Combined effects of retinoic acid and histone deacetylase inhibitors on human neuroblastoma SH-SY5Y cells

Histone deacetylase inhibitors (HDACi) constitute a promising treatment for cancer therapy due to their low toxicity, and first-generation HDACi are currently being tested in phase I/II clinical trials (1, 2). There are distinct classes of HDACi, including, among others, short-chain fatty acids such as butyrate and hydroxamic acids such as trichostatin A (TSA) and suberoylanilide hydroxamic acid (SAHA) that function by binding to the catalytic site of the enzyme (3).

During tumorigenesis, histone hypoacetylation can result in the silencing of genes involved in regulation of cell growth, differentiation, and apoptosis. HDACi increase acetylation of histones and transcription factors (4), which can reverse gene silencing facilitating gene expression (5). However, not all genes are up-regulated by treatment with HDACi, and the ratio of up-regulated to down-regulated genes has been found to be close to 1:1 (2). HDACi have been shown to induce G₁-phase cell cycle arrest with up-regulation of p21^Waf1/Cip1 (6, 7), which was associated with an Sp1 site in the gene promoter (8–11). These changes can result in cell type–specific effects, including reduced proliferation and metabolic activity, induction of apoptosis, and differentiation (12–15).

Neuroblastoma accounts for more than 15% of cancer-related deaths in early childhood (16). Thus, new drugs are needed for the treatment of this disease. The finding that all-trans retinoic acid (RA) causes differentiation of neuroblastoma cells (17) led to clinical trials that showed a substantial clinical benefit for retinoid therapy in advanced neuroblastoma, although 50% of children still relapsed (18).

The effects of RA are mediated by nuclear receptors. In the absence of ligand, these receptors act as transcriptional repressors due to the binding of corepressor complexes that contain histone deacetylases (HDAC). Ligand binding allows the release of corepressors and facilitates the ordered recruitment of coactivator complexes, some of which possess histone acetylase activity, that cause transcriptional stimulation (19). Several retinoids are able also to inhibit the activator protein 1 (AP-1) transcription pathway, which is activated upon growth factor signaling (19, 20), or even to have non-genomic effects that lead to stimulation of signaling pathways involved in neuronal differentiation (21).
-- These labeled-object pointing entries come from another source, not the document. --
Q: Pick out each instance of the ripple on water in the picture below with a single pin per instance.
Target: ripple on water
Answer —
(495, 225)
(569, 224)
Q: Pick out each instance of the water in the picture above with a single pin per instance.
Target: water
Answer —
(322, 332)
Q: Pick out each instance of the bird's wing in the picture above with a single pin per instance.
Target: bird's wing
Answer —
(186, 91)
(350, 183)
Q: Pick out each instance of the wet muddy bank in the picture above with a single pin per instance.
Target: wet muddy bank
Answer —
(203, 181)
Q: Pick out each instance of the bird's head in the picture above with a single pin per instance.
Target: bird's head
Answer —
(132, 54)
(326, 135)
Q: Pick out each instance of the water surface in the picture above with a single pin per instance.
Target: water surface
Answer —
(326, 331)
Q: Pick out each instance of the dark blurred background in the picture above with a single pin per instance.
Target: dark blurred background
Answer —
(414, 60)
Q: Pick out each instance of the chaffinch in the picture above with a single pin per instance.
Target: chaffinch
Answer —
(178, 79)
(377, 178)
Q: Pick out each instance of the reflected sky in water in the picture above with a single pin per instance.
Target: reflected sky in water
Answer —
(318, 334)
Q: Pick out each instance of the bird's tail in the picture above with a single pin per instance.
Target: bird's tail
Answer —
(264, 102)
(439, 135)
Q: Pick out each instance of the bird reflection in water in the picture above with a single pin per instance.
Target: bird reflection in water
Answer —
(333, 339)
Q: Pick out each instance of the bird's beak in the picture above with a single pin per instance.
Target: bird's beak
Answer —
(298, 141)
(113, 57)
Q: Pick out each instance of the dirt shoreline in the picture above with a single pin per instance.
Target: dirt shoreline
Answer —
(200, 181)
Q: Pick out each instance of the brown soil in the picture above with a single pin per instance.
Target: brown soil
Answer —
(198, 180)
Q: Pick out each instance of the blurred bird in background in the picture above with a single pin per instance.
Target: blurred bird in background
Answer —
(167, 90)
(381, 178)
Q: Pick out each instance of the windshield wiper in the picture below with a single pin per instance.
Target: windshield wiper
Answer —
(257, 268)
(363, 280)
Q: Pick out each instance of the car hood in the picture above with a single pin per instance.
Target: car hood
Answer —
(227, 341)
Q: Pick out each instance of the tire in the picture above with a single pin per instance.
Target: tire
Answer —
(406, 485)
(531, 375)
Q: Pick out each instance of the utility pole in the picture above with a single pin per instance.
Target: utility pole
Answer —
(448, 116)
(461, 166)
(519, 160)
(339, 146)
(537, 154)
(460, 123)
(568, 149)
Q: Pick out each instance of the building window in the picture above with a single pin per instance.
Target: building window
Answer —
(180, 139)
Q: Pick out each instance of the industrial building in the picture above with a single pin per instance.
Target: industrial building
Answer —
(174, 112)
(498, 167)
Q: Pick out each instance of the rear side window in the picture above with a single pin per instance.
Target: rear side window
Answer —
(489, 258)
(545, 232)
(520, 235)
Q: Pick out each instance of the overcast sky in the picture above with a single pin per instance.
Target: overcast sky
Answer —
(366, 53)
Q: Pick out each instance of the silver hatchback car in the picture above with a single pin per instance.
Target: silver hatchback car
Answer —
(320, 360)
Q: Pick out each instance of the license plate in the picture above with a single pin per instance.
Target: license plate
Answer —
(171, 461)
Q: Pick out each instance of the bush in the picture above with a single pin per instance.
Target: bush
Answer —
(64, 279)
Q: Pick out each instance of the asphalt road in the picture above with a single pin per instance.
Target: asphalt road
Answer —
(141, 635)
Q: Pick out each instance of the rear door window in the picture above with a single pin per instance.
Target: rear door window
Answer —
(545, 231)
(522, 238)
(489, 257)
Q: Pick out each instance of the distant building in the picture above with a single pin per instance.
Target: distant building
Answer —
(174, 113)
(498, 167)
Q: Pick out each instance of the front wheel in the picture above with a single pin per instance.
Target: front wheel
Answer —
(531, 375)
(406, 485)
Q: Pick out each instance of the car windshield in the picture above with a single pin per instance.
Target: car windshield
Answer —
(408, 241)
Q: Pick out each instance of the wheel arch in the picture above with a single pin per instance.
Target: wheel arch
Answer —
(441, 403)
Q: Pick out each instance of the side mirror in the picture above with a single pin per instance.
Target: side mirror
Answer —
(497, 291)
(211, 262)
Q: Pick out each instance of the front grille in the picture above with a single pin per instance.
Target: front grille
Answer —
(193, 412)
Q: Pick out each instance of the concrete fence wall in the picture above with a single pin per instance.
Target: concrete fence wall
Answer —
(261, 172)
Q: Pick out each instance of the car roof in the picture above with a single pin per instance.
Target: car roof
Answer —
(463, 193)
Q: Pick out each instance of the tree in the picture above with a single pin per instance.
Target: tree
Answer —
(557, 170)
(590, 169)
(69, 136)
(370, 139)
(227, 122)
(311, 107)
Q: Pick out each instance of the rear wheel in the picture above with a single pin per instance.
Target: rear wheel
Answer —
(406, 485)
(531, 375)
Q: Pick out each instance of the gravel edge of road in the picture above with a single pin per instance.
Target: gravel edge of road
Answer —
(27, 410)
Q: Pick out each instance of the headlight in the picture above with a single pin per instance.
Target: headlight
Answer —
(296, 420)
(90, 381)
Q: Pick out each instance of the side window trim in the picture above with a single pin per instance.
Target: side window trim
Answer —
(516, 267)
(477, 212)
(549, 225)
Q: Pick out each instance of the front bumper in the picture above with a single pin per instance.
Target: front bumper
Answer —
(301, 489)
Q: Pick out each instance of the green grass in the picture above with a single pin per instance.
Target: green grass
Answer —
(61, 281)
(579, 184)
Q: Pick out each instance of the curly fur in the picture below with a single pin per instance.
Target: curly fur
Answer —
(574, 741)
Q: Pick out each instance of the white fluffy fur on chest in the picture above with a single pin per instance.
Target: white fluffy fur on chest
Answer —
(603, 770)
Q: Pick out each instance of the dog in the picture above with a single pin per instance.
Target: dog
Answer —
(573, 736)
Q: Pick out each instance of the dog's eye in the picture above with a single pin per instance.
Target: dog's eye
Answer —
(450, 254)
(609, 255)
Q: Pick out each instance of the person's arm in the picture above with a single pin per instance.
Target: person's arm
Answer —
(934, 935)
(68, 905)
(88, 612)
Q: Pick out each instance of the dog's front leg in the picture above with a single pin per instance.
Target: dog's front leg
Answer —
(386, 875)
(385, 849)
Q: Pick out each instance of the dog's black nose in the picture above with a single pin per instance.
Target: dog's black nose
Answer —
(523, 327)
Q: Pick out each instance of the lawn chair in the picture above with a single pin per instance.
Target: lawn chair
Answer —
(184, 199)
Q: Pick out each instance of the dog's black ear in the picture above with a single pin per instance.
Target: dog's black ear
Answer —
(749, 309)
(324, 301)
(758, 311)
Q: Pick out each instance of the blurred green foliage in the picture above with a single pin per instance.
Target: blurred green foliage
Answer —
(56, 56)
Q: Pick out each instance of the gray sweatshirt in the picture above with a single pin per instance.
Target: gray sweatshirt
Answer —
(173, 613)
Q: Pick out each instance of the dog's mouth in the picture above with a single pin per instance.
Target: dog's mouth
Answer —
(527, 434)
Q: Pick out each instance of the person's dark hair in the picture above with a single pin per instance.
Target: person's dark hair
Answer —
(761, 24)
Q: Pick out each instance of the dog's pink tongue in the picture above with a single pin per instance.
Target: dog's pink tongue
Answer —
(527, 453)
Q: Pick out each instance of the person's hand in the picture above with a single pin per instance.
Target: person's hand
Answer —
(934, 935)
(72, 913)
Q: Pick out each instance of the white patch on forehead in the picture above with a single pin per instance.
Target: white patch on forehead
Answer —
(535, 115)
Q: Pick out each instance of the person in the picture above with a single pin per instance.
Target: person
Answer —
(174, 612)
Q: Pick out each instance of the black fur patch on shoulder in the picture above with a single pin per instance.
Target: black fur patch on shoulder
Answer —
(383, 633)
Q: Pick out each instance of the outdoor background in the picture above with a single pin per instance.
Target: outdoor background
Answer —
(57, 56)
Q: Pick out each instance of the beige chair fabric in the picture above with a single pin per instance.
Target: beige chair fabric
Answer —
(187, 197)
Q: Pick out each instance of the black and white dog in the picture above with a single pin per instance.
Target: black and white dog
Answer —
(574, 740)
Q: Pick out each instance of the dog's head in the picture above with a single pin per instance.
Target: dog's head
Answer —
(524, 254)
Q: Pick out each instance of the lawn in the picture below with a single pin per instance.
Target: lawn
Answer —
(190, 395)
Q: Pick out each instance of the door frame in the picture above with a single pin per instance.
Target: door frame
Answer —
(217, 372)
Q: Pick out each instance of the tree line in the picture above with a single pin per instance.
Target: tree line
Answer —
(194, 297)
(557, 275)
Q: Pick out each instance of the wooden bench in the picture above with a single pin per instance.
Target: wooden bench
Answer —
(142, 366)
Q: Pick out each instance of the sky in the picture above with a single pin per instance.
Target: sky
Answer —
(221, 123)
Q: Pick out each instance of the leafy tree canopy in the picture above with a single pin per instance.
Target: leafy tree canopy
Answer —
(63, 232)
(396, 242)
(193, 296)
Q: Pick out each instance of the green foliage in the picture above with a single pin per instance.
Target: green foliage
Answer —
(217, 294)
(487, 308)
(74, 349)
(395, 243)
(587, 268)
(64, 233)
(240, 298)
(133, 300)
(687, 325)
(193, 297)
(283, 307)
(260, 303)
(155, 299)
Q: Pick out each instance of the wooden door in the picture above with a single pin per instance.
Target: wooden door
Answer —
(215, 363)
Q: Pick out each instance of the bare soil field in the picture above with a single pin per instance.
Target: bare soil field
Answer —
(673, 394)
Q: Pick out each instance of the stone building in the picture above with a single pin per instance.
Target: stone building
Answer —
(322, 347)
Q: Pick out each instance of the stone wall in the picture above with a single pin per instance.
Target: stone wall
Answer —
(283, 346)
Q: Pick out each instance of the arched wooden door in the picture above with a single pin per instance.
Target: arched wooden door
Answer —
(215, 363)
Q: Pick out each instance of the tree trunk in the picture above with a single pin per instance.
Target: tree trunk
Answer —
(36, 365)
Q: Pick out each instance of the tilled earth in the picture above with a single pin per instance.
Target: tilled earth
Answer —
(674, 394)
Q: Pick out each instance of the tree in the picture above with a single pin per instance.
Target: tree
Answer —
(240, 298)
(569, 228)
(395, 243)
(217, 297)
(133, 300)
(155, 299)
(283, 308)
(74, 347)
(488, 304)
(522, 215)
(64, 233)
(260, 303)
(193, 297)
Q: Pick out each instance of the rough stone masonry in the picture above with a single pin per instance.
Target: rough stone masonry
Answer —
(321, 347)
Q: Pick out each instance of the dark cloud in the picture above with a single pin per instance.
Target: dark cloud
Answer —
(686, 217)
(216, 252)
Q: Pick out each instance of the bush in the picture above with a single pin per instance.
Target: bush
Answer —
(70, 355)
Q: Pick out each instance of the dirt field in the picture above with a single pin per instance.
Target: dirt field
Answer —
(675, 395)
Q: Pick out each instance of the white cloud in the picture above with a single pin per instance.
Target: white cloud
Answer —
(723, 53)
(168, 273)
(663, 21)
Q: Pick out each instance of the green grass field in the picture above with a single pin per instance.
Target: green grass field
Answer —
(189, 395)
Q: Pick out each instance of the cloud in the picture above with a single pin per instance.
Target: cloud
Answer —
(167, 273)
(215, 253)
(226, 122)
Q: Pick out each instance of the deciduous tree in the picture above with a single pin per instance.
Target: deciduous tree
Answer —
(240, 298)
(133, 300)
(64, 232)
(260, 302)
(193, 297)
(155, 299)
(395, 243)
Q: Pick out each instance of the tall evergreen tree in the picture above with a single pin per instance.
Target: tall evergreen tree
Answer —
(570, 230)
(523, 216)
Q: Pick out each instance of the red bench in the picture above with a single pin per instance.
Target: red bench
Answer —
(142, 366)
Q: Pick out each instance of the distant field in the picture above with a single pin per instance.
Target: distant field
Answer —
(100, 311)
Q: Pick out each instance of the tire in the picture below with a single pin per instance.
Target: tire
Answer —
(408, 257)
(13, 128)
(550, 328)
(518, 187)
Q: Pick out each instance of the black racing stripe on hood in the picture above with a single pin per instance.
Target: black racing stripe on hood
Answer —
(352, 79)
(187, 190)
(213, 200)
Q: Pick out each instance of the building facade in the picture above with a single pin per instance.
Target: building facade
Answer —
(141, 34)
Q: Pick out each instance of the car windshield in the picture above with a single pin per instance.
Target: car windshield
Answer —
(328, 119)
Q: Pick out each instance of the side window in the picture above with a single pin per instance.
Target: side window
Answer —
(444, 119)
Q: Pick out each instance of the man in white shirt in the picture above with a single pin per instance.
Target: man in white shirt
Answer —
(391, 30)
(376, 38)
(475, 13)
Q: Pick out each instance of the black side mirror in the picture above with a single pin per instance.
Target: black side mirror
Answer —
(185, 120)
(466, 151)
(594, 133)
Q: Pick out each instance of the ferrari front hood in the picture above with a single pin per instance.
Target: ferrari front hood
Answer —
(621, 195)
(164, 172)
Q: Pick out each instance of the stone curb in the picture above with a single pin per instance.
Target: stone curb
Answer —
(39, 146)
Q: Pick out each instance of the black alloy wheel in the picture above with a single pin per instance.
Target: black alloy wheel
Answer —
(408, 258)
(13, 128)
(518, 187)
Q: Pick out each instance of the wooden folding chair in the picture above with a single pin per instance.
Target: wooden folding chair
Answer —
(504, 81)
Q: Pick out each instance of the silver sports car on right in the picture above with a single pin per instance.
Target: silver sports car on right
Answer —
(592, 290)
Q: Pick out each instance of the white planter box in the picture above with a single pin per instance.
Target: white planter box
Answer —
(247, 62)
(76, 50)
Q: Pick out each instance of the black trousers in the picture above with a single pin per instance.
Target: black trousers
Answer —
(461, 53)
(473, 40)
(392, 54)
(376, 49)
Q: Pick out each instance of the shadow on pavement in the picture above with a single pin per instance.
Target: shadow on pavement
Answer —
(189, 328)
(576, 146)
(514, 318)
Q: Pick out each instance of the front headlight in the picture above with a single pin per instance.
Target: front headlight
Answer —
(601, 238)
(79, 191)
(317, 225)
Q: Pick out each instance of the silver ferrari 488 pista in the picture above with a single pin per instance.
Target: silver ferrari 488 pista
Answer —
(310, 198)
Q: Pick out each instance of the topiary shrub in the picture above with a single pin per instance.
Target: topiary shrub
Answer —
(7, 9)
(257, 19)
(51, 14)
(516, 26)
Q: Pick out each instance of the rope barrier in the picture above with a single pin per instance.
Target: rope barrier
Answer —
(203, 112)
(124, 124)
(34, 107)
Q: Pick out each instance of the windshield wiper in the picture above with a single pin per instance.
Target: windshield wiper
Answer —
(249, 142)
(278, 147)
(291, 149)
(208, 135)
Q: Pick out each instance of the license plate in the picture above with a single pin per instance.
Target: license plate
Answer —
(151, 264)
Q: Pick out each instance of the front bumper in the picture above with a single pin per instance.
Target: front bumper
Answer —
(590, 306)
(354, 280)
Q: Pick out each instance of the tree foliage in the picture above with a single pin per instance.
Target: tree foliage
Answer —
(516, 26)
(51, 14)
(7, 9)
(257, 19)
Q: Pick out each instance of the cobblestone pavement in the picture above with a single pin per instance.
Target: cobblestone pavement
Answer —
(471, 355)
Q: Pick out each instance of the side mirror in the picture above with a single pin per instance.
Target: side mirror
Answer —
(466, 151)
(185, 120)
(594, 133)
Combination therapy of RA with HDACi may improve efficacy while reducing side effects. An enhanced inhibitory effect on neuroblastoma cell growth when the HDACi m-carboxycinnamic acid bishydroxamide (CBHA) was combined with RA has been found (22). To further investigate the effects of deacetylase inhibition, we compared the potency of the HDACi sodium butyrate, TSA, and SAHA alone and in combination with RA to inhibit growth of human SH-SY5Y neuroblastoma cells. This cell line has proven to be a valuable model for studying the effects of RA on neuronal differentiation, including extension of neuritic processes and growth arrest (23, 24).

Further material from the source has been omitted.